Réduire les émissions de carbone dans les usines de production de semi-conducteurs : pourquoi l’utilisation de lampes infrarouges de précision est la solution idéale
De nos jours, tout le monde parle de neutralité carbone dans la conception des usines de production de semi-conducteurs. En réalité, une grande partie de ce problème vient du mode de chauffage utilisé. Les anciens chauffages résistifs sont purement et simplement inefficaces : ils tentent de chauffer toute la chambre, ce qui revient à vouloir réchauffer toute une pièce juste pour chauffer une tasse de café.

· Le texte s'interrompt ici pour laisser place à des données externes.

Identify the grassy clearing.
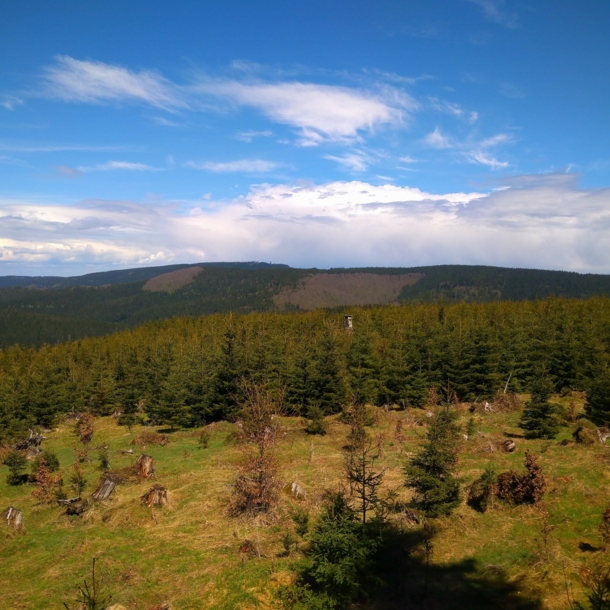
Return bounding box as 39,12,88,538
0,398,610,610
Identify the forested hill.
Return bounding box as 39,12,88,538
0,262,610,346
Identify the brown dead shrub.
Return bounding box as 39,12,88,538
130,430,169,447
491,390,522,413
229,381,282,516
497,451,546,504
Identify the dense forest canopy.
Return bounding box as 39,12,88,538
0,297,610,439
0,263,610,346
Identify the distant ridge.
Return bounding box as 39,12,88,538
0,261,288,288
0,262,610,346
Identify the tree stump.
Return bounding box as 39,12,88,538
91,477,116,502
140,483,169,508
136,453,155,479
1,506,23,532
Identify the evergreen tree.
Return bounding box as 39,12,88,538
285,349,320,415
307,494,377,608
406,407,460,517
347,331,380,404
585,373,610,426
519,375,560,438
209,326,245,419
4,450,28,485
311,325,346,415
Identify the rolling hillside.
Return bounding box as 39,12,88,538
0,262,610,346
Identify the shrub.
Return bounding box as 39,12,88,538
4,450,28,485
519,377,560,439
497,451,546,504
290,506,309,538
305,405,326,436
468,463,497,513
406,407,460,517
199,428,212,449
306,493,377,608
31,450,59,474
585,373,610,426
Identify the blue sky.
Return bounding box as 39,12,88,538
0,0,610,275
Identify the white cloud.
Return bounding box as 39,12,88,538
54,165,83,178
498,82,527,99
78,161,161,172
199,80,417,146
235,129,273,142
186,159,281,174
0,174,610,273
468,0,519,28
152,116,189,129
464,150,508,169
43,56,187,110
0,142,126,153
423,127,513,170
0,95,23,110
424,127,452,148
324,153,371,172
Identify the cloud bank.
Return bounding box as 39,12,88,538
0,174,610,273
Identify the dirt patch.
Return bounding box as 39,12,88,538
142,267,203,292
273,273,425,309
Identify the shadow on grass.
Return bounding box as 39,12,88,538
364,528,543,610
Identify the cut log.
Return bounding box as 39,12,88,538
91,477,116,502
284,481,307,500
136,453,155,479
500,438,517,453
57,496,81,506
1,506,23,532
597,426,610,445
66,500,89,516
140,483,169,508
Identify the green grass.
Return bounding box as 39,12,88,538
0,399,610,610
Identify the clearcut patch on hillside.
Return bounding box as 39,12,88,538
142,267,203,292
273,273,425,309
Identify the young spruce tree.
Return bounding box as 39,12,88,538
585,373,610,426
406,407,460,517
519,376,559,439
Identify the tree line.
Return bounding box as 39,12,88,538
0,297,610,439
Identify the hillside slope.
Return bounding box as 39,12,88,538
0,263,610,346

C’est là que les lampes infrarouges de précision entrent en jeu. Au lieu de chauffer l’air, elles ciblent directement la surface de la puce.
Faire arriver la chaleur là où elle est vraiment nécessaire
La plupart des pertes d’énergie lors du traitement des puces surviennent à cause de la convection – la chaleur s’échappe là où elle n’est pas nécessaire. Les systèmes à rayonnement infrarouge résolvent ce problème en utilisant des ondes courtes.
Nous avons optimisé ces lampes pour qu’elles fournissent une haute densité de chaleur dans des zones très précises. Cela signifie que les températures souhaitées sont atteintes en quelques secondes, et non en minutes. Des secondes.
Lorsque l’on travaille avec des lignes de production à forte cadence, ces économies de temps se traduisent par une réduction significative de la consommation d’énergie. Ainsi, l’empreinte carbone diminue, tandis que la productivité augmente. C’est une situation gagnant-gagnant.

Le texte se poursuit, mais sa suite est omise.